Panglimanews.com– Putusan ringan terhadap pelaku kekerasan seksual terhadap perempuan tunarungu di Kabupaten Barru memicu gelombang kecaman dari berbagai kalangan, terutama komunitas difabel di Makassar.
Majelis Hakim Pengadilan Negeri Barru menjatuhkan hukuman hanya 3 tahun penjara kepada terdakwa yang dikenal publik sebagai “Kakek Peot”. Vonis ini dianggap mencederai rasa keadilan, terutama bagi korban dari kelompok rentan.
“Vonis ini sangat menyakitkan!

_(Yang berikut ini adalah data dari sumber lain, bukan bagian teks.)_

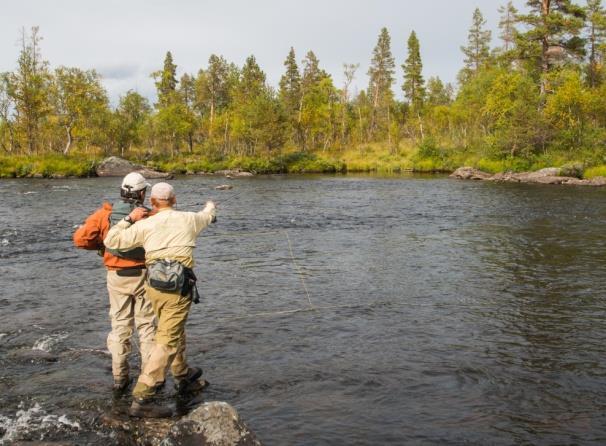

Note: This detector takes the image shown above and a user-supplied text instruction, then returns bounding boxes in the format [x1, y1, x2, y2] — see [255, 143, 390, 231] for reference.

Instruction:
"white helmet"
[122, 172, 151, 192]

Hanya 3 tahun untuk pelaku bejat yang menyasar perempuan difabel? Ini tamparan keras bagi keadilan,” tegas Abd Rahman Gusdur, aktivis dari Komunitas Peduli Difabel Makassar, Kamis (22/5/2025).
Menurut Rahman, sistem hukum seharusnya memberikan perlindungan maksimal kepada korban disabilitas, bukan justru meringankan hukuman pelaku.
Ia juga mempertanyakan dasar hukum yang digunakan oleh Jaksa Penuntut Umum dalam tuntutan kasus ini.
“Kami menduga pengenaan hukumnya masih menggunakan KUHP, bukan Undang-Undang No. 12 Tahun 2022 tentang Tindak Pidana Kekerasan Seksual yang seharusnya lebih relevan dan berpihak kepada korban,” ujarnya.
Pihak keluarga korban kini disebut tengah mempertimbangkan upaya banding atas putusan tersebut.
Rahman juga menyoroti minimnya peran pemerintah daerah, terutama Dinas Perlindungan Perempuan dan Anak Kabupaten Barru, dalam mengawal proses hukum kasus ini.
“Pemerintah daerah seolah abai. Padahal, ketika korbannya adalah perempuan difabel, seharusnya negara hadir penuh. Kami kecewa berat dan akan membawa kasus ini ke tingkat nasional,” tambahnya.
Rahman juga menyarankan agar aparat penegak hukum ke depan memastikan penerapan Undang-Undang TPKS dan mencantumkan hak restitusi korban sebagai bagian dari tuntutan dan putusan hukum.